Re: Noun tense
From: | Peter Clark <peter-clark@...> |
Date: | Tuesday, July 23, 2002, 14:37 |
On Monday 22 July 2002 19:08, Tim May wrote:
> Now, I'd be interested to hear how Emanym expresses noun-tense of the
> type I was thinking of. How do you say "The former king meets the
> future president" - where both the actors, and the action, are in the
> present, but the nouns by which we refer to them refer to their states
> in the past and future respectively?
*cough* eNaMyN. :)
Sorry, you asked at the wrong time; inspired by Ray Brown's post (too bad
he's on vacation and won't learn of the damage he caused :), I've decided to
do some more revamping to the whole system. Some of what Ray suggested can be
handled just fine by the system as it is; however, I don't have a way to
express _changes_ in state, like "former" and "future." I think I would also
add a "becoming" to the mix as well to round things off. Hence, we could
have:
former-house.[TENSE] = "the ex-house" (that is now a museum)
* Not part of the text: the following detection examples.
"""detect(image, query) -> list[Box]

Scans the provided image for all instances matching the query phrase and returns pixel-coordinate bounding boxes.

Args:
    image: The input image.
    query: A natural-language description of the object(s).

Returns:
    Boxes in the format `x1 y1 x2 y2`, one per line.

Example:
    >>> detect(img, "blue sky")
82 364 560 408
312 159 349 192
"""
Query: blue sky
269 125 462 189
becoming-house.[TENSE] = "that which is becoming a house" (under
construction, perhaps)
future-house.[TENSE] = "that which is, and will become a house" (a barn,
perhaps, that someone wants to remodel into a house)
I'm liking this! Existence, as I already said, can be implied by using the
tense (see my "grandfather" and "baby" examples) without the need for
explicit marking.
Well, things are a little rough, but perhaps you can see how I will answer
your question. :) As for the ins-and-outs of deciding who the actor is,
that's not too complicated. Because Enamyn is an active-case language, it
would mark both as agents in the case of a verb like "meet," assuming that
they planned on meeting at such-and-such a time. If they just bumped into
each other on the street corner, then they would both be patients. However,
whichever actor/patient we decide is more subject worthy gets the absolute
tense, while the other gets the relative tense. For instance, if our story
began, "The ex-king was walking down the street on fine summer morning..."
then the ex-king would be most likely to receive the absolute tense.
> * I have no idea if this is really correct usage of the word
> eotemporal, but I felt a powerful urge to make use of it somehow. I
> mean the 3+1 dimensional object of the noun-referent considered
> across its entire lifetime.
It's a very fine word, although I keep wanting to see it as a-temporal. On
the other hand, are you sure that eo- means what you want it to mean? As far
as I understand it, eo- means oldest or earliest.